Long after triumph of the central dogma of molecular biology, which is often equated with the idea that the DNA of a cell alone determines its fate, the theory of adaptation continued to attract attention. One of the core ideas that has been used to support the theory of adaptation is the observation that the germ plasm of an egg cell is in part derived from the diploid cells of the parent;[citation needed] this cytoplasm is hypothesized to influence the early stages of a developing embryo. Since the germ plasm of the egg has a different genotype than that of the egg nucleus itself, supporters of the theory of adaptation looked for examples in which the offspring shared a trait of the parent.[clarification needed] Some researchers claimed that in quantitative genetics models that included a maternal effect made more accurate predictions. However, these models have been disproven.

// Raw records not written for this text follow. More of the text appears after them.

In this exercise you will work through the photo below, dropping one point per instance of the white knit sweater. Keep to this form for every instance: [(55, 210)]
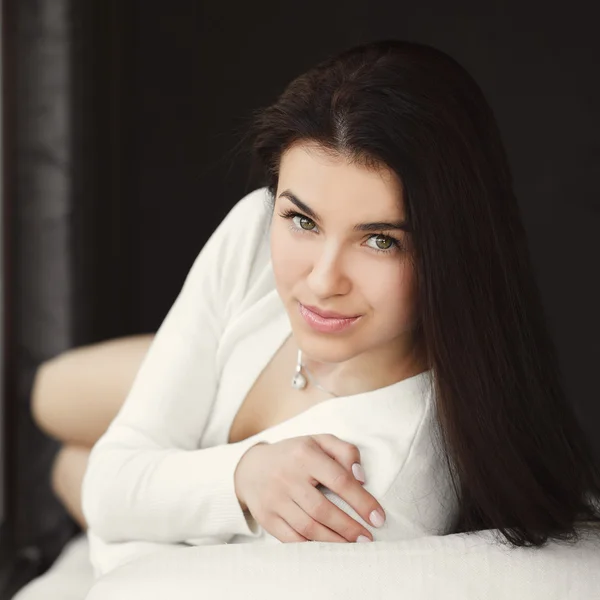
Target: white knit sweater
[(162, 474)]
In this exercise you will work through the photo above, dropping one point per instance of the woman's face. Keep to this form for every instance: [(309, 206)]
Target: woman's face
[(323, 258)]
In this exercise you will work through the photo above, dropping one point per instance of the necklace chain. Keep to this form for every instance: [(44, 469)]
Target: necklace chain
[(311, 377)]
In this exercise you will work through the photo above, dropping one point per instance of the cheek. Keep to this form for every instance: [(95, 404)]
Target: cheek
[(391, 292), (284, 257)]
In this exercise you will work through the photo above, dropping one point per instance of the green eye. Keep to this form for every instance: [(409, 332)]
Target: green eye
[(306, 221), (383, 242)]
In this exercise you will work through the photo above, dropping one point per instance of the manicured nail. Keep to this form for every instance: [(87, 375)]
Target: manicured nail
[(377, 518), (358, 472)]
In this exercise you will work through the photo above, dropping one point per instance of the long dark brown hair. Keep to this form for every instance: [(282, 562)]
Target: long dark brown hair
[(519, 460)]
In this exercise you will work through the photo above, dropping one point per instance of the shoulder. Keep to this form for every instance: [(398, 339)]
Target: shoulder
[(236, 254)]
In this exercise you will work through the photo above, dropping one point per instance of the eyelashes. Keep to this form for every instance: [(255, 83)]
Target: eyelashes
[(292, 214)]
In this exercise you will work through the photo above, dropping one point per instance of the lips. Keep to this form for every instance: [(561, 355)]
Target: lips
[(328, 314)]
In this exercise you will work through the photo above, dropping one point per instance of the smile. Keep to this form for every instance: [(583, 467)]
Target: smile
[(326, 324)]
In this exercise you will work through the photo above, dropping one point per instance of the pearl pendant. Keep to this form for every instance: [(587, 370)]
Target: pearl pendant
[(299, 381)]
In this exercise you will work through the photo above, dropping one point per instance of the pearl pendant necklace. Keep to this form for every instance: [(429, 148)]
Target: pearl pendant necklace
[(299, 381)]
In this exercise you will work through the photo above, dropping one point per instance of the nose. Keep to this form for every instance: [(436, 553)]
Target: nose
[(328, 276)]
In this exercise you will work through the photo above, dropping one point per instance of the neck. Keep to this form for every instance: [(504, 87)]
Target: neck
[(366, 372)]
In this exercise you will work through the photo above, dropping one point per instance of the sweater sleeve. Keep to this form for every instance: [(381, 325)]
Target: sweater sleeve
[(146, 479)]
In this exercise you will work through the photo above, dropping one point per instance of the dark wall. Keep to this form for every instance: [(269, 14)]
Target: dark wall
[(158, 96), (194, 75)]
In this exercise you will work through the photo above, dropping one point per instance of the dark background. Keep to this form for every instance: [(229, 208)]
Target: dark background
[(120, 124)]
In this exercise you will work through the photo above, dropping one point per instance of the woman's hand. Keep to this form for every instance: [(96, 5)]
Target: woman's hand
[(277, 483)]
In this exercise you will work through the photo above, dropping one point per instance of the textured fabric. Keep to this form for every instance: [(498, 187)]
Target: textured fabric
[(163, 473), (455, 567), (69, 578)]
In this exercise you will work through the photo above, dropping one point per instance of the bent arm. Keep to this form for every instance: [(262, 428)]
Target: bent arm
[(146, 478)]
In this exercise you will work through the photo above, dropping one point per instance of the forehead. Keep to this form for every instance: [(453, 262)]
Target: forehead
[(323, 180)]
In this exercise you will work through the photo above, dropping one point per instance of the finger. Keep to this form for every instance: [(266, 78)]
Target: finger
[(284, 532), (343, 452), (334, 477), (321, 510), (308, 527)]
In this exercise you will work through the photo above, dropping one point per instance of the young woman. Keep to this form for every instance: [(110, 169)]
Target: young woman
[(371, 310)]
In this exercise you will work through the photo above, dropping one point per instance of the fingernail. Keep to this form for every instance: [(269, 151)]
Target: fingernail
[(358, 472), (377, 518)]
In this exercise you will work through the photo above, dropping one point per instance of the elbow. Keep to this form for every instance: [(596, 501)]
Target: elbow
[(45, 390)]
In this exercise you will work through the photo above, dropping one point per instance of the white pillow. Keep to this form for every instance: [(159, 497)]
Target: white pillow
[(455, 567)]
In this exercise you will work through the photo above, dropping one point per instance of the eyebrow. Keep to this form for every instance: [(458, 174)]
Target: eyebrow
[(377, 226)]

In the 1920s, Harvard University researcher William McDougall, studied the abilities of rats to correctly solve mazes. He found that offspring of rats that had learned the maze were able to run it faster. The first rats would get it wrong 165 times before being able to run it perfectly each time, but after a few generations, it was down to 20. McDougall attributed this to some sort of Lamarckian evolutionary process.
In the USSR during the rule of Joseph Stalin in the 1930s, the theory of inheritance of acquired characteristics was central to the dogma put forth by Trofim Lysenko, president of the Soviet Academy of Agricultural Sciences. Lysenkoism was advanced primarily in service to Soviet agriculture, always resulting in dismal failure. But its implications for human biology were not lost on the Soviet leadership.